Ovviamente nel documento finale si riflette il carattere composito delle molteplici espressioni religiose, che non potevano non rappresentare con autenticità il livello attuale del loro cammino evolutivo sia spirituale sia culturale, con le luci e le ombre che caratterizzano la nostra reale condizione umana.
Ma dalla lettura del documento finale emerge anche una forte tensione unitaria verso la difesa e la promozione della vita di ogni singola persona, delle comunità, delle minoranze, di tutti i viventi e della terra che ci ospita.
Esaminando poi il problema della sicurezza dei singoli e delle nazioni si è definito, in modo lucido, il carattere illusorio di scelte difensive autosufficienti orientate contro gli altri, proponendo, in alternativa, la ricerca
paziente, coraggiosa e creativa di una sicurezza condivisa, con un impegno proporzionato alla difficoltà del compito.
Guardando con realismo allo scenario internazionale attuale si è affermato:”La sicurezza nazionale non necessariamente assicura la pace; di fatto, spesso, essa promuove la violenza e fomenta insicurezza”.
Credo che sia difficilmente contestabile questa osservazione.
La conferenza si è conclusa con un appello finale all’azione rivolto alle comunità religiose, alla rete mondiale “Religioni per la Pace”, nonché ai governi, alle organizzazioni internazionali ed al mondo della produzione e della finanza. In questo appello vengono indicate una serie di tracce di lavoro per arginare la violenza, ridurre i fattori macroscopici di rischio di guerra (ingiustizia,povertà,discriminazioni etc.), che potrete trovare leggendo la dichiarazione finale.

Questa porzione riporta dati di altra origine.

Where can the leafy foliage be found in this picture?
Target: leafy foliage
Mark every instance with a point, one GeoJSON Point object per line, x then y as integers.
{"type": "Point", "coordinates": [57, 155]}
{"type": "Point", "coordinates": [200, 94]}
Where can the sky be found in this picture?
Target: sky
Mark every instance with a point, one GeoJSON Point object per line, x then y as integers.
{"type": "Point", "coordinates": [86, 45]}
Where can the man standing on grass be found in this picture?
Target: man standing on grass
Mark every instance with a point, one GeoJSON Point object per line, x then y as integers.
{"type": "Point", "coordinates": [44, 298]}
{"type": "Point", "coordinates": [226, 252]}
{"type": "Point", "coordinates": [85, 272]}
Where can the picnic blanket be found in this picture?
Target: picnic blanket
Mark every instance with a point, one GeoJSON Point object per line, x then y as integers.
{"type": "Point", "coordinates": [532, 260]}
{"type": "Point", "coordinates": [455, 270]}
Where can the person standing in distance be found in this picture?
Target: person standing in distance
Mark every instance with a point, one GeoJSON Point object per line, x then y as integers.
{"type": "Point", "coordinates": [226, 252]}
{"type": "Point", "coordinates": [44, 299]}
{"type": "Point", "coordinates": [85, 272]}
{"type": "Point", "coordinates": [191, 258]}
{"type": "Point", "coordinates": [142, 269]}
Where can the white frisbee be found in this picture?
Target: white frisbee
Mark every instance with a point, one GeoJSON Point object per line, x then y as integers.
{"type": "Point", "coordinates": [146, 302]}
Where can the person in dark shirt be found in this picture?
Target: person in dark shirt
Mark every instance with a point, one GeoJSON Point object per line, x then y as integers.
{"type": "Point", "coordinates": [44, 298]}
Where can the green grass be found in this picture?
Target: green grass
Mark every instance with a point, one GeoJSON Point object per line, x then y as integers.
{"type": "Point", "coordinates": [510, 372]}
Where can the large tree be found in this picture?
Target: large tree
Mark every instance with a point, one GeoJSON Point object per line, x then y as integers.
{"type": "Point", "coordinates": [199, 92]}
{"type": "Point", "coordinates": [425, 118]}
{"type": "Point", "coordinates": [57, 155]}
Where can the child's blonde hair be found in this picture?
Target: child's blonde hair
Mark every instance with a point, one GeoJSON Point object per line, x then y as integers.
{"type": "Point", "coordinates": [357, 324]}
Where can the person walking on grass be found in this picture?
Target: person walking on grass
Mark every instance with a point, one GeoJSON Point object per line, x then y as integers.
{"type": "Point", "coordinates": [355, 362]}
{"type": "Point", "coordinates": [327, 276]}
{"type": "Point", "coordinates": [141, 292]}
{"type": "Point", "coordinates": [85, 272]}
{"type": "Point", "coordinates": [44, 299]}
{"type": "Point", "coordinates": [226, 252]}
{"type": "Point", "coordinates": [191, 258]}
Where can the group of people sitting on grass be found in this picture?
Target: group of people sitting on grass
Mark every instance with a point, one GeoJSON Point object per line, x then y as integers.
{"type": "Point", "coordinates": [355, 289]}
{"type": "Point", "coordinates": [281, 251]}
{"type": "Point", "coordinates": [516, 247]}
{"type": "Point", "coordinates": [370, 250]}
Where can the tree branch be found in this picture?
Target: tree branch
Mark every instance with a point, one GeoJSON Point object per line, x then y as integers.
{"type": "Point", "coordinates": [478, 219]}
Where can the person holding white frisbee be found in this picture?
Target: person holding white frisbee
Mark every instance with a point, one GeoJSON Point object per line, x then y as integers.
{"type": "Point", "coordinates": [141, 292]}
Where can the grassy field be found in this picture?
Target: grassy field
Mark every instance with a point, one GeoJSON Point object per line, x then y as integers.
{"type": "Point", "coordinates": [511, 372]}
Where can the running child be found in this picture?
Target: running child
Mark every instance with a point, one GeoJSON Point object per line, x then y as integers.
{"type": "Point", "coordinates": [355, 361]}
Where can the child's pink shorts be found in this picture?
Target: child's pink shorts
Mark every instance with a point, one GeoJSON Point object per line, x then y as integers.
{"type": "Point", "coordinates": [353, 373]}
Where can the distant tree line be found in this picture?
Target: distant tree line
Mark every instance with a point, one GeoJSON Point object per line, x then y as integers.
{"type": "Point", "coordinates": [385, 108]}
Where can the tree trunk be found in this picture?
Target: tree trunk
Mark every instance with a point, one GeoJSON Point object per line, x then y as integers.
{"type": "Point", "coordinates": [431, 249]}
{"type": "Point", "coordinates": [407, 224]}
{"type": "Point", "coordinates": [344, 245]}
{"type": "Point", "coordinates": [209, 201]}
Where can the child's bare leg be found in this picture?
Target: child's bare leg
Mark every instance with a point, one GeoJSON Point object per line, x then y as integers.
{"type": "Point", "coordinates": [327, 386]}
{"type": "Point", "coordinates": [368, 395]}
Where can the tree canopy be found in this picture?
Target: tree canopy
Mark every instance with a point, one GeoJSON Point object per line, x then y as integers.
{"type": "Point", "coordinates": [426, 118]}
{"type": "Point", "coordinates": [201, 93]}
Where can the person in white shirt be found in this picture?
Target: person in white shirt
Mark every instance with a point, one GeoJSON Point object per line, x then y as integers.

In questa sede vorrei sottolineare l’importanza che le religioni stesse si sentano motivate ad analizzare con responsabilità e serenità i lasciti negativi del proprio passato più o meno lontano,che non poteva non essere anche difficile e tormentato come quello che caratterizza ogni vita umana, costantemente in bilico tra le paure esistenziali e la tensione ad incontrare, amare, gioire.
Un'analisi approfondita, senza inutili”mea culpa”, del proprio passato può favorire il superamento della competizione e dell’avversione tra le religioni e nelle religioni.
La mia esperienza, non solo in questo evento di Kioto, mi fa dire che, quando persone di religioni differenti si aprono con fiducia e con realismo al dialogo, vengono a crearsi opportunità per liberarsi di comprensibili eccessive preoccupazioni reciproche, che diventano anche fobie, e raggiungere quella maturità e fecondità necessaria per sè e per gli altri; in caso contrario non è difficile scivolare nell’autosufficienza, nell’assolutismo e nel settarismo, magari non eclatanti, contraddicendo paradossalmente il fondamento della vita spirituale, che consiste in una tensione (noi diremmo messianica) all’unità ed alla pace.
Come accennavo in precedenza, il documento finale si presenta composito e con inevitabili contraddizioni, che potrebbero essere i nodi da sciogliere per il futuro.
In particolare, mi preme sottolineare la presenza di certi toni un po’ duri che vengono usati nei confronti dei “violenti” e degli “estremisti”; per quanto più che comprensibili per le ferite gravi, passate e presenti subite, sono per ciò stesso segnati da un fisiologico risentimento, che impedisce uno sguardo sapiente di diagnosi e di cura dei fenomeni stessi.
Recita un'antica preghiera monastica:
“Signore,
abbi misericordia di tutti noi,
a noi tutti perdona!
Beato chi conosce i propri peccati e non giudica i fratelli,
perché
i malati sono le nostre malattie,
i folli le nostre follie,
i nemici le nostre inimicizie
e i violenti le nostre violenze”.
Siamo “Religioni per la Pace” e non “Religioni nella Pace” o “Religioni della Pace”; siamo cioè in movimento continuo, travagliato ed impegnativo, per la pace; il nostro stare insieme, che è anche confrontarsi con le nostre paure e conflittualità, può diventare una scuola di pace; questa può trasformarci da fattori di rischio a fattori di crescita per una convivenza feconda per l’umanità in armonia con il creato, valorizzando così la ricchezza della molteplicità e della differenza.
Del resto già la nostra vita è frutto dell’opera di pace, talvolta fortemente contrastata, di generazioni e generazioni, che non hanno avuto paura di essere mani e cuore di Dio per sé e per altri.